Review:
Amazon Significant Seven, January 2008: It's not the first time a story like this has been told: a '60s radical-turned-terrorist, living quietly under a new name with a family that doesn't know his history, finds his past about to catch up with him. But Hari Kunzru's novel, My Revolutions, feels fresh on every page. Not from the over-the-top pyrotechnics that brought so much attention to his precocious debut, The Impressionist, but from a thorough fictional imagination that gives every scene and every character the rich strangeness of reality. It's a grownup story of a youth lived at the edge (and a life spent in its shadow), which makes an emblematic tale of a generation feel irreducibly individual. --Tom Nissley
About the Author:
Hari Kunzru is the author of The Impressionist, Transmission, and the short story collection Noise.

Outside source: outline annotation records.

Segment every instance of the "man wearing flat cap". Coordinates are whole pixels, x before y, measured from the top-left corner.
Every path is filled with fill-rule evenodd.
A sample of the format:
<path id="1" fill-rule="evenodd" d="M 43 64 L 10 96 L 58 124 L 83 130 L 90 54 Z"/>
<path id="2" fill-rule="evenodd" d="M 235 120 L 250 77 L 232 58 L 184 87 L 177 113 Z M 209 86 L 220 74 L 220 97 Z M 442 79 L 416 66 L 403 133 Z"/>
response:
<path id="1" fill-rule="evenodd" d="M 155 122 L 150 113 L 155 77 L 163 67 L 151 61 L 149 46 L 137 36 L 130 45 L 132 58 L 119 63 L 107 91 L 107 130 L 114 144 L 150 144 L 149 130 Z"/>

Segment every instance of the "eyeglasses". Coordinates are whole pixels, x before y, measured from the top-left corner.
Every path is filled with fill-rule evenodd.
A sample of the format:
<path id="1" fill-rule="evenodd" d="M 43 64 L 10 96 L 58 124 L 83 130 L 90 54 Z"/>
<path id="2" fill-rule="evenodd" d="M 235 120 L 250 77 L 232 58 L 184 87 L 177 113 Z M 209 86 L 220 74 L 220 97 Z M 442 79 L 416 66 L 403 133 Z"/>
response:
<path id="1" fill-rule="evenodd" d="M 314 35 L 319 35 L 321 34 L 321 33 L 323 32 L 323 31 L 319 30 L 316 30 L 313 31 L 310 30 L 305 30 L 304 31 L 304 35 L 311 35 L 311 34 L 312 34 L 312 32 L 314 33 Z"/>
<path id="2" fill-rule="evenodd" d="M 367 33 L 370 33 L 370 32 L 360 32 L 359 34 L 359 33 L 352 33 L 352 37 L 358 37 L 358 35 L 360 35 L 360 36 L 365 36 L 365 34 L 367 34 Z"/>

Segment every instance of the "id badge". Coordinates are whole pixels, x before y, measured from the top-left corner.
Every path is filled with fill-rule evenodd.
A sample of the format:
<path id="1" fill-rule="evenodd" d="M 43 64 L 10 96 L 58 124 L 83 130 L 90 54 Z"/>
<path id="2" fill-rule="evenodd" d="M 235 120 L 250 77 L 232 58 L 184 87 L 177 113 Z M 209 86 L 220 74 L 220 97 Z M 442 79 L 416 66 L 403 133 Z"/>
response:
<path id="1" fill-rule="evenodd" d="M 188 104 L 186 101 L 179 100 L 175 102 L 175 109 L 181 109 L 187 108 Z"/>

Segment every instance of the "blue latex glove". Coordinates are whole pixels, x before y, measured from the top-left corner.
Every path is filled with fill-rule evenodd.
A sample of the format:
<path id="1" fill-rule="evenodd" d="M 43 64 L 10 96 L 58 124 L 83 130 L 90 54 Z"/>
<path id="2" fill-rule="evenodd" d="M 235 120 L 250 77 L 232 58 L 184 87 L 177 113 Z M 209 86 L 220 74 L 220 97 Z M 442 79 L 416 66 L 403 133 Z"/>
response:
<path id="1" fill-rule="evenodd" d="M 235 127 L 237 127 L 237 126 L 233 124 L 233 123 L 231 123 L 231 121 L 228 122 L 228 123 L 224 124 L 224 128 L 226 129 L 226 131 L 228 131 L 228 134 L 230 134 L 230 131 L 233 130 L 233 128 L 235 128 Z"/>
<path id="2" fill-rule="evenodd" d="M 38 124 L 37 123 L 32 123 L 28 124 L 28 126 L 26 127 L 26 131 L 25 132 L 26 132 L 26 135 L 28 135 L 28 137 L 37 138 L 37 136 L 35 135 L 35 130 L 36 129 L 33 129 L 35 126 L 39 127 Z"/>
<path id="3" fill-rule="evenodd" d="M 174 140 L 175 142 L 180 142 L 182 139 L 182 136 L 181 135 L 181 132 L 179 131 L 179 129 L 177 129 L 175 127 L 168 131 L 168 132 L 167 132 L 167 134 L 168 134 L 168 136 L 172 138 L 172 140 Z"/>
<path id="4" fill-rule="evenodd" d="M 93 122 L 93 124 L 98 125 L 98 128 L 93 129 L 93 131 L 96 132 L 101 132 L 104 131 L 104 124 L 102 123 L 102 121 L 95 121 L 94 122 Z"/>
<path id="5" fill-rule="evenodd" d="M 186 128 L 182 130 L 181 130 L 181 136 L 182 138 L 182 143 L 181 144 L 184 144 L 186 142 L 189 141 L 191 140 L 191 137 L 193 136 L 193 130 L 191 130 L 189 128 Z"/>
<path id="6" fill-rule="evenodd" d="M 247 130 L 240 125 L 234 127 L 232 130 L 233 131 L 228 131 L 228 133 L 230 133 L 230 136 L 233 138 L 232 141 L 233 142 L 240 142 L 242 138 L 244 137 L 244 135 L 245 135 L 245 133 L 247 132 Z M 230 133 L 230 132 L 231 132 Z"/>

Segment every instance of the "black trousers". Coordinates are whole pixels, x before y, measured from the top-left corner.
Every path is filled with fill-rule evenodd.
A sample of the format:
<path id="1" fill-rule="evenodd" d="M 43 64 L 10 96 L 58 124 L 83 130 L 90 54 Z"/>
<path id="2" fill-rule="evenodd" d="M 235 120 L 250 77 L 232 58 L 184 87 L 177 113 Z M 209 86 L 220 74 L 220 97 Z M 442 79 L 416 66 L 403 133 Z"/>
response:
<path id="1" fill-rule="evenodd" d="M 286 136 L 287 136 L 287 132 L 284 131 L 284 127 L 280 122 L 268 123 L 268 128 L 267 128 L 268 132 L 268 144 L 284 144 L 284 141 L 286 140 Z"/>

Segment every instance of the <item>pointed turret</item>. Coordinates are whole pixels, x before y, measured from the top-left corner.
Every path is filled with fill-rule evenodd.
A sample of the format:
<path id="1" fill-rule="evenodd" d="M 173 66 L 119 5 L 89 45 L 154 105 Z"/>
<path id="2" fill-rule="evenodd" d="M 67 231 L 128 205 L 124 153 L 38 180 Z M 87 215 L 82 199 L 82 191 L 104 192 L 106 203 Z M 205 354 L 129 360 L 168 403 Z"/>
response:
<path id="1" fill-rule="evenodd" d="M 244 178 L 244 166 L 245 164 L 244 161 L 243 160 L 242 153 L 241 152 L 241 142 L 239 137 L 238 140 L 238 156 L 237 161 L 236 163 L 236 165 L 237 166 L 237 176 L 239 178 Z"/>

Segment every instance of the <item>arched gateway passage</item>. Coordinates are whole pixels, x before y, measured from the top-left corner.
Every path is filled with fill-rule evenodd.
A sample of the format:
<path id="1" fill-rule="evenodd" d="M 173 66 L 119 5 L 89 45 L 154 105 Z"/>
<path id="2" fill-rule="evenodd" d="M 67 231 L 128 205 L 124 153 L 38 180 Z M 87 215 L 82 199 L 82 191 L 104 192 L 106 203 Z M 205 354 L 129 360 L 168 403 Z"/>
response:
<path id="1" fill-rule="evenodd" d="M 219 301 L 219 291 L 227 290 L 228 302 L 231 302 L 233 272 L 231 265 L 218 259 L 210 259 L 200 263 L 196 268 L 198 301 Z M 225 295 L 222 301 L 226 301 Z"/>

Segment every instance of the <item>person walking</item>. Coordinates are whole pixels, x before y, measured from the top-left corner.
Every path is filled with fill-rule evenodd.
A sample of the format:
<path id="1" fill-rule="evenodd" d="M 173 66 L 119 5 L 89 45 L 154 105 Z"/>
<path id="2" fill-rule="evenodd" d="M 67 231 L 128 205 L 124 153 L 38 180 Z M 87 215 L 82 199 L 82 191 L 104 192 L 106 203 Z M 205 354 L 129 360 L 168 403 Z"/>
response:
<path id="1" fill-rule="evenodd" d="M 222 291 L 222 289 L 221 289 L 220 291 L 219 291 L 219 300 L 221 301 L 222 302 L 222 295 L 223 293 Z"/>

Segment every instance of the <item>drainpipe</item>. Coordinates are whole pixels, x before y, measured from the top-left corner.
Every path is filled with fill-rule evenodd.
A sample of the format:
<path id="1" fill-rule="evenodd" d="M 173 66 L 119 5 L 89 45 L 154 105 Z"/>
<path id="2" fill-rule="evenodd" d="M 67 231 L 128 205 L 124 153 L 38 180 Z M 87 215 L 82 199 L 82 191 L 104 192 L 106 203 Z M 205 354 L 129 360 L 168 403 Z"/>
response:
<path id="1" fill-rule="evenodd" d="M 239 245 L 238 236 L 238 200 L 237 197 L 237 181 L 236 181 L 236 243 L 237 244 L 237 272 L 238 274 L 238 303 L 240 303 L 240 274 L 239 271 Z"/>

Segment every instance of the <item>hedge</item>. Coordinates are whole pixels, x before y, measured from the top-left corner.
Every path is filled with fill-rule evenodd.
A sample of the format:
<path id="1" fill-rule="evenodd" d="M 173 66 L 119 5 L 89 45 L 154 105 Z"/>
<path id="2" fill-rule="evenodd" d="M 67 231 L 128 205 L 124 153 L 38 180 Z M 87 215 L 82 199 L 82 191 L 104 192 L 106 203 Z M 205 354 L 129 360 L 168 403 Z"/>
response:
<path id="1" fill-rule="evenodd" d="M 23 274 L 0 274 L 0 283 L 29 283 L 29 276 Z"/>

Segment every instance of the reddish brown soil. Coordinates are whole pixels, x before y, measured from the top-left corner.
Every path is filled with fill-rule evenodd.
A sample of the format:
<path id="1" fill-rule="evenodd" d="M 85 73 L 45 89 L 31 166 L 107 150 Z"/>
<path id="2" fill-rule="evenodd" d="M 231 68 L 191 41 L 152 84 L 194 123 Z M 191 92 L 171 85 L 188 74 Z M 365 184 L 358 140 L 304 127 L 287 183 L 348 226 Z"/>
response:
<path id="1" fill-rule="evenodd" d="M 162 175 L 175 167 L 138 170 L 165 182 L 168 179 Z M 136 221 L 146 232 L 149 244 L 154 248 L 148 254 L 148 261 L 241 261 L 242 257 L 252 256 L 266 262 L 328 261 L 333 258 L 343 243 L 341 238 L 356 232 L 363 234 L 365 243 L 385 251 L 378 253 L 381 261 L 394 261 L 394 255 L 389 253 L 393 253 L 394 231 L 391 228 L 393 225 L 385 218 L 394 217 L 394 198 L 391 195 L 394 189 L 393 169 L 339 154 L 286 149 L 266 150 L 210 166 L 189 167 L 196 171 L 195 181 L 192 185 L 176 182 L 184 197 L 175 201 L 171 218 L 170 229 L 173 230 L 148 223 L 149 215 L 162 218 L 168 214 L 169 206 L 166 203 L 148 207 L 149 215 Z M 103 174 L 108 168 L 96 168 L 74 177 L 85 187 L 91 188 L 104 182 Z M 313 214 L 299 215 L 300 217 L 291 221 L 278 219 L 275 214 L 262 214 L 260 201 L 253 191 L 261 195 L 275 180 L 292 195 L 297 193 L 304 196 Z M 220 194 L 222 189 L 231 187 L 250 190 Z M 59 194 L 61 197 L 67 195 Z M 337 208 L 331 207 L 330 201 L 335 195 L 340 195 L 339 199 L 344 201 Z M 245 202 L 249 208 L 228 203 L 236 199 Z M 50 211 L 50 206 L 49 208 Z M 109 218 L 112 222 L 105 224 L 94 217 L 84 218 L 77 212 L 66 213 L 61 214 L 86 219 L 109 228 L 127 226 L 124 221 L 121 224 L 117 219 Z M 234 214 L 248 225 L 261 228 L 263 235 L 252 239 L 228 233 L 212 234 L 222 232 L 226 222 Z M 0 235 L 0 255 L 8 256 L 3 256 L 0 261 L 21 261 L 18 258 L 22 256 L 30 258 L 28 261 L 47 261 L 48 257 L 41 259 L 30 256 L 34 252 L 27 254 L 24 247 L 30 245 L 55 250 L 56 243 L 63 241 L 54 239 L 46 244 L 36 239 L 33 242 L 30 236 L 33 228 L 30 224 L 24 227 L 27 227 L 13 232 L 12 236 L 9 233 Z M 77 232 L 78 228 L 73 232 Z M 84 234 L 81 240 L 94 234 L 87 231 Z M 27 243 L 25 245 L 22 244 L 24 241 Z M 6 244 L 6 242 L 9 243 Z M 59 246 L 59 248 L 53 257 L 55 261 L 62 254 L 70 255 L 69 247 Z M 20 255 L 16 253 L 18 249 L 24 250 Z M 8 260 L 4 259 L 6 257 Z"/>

He was named one of Granta’s “Twenty Best Fiction Writers Under Forty.” The Impressionist was a Los Angeles Times Book Prize finalist; was shortlisted for The Guardian First Book Award, the Whitbread First Novel Award, and a British Book Award; and was one of Publishers Weekly’s Best Novels of 2002. Kunzru is a contributing editor of Mute magazine and sits on the executive council of English PEN . He has written for a variety of international publications, including The New York Times, The New Yorker, The Guardian, The Daily Telegraph, The London Review of Books, and Wired.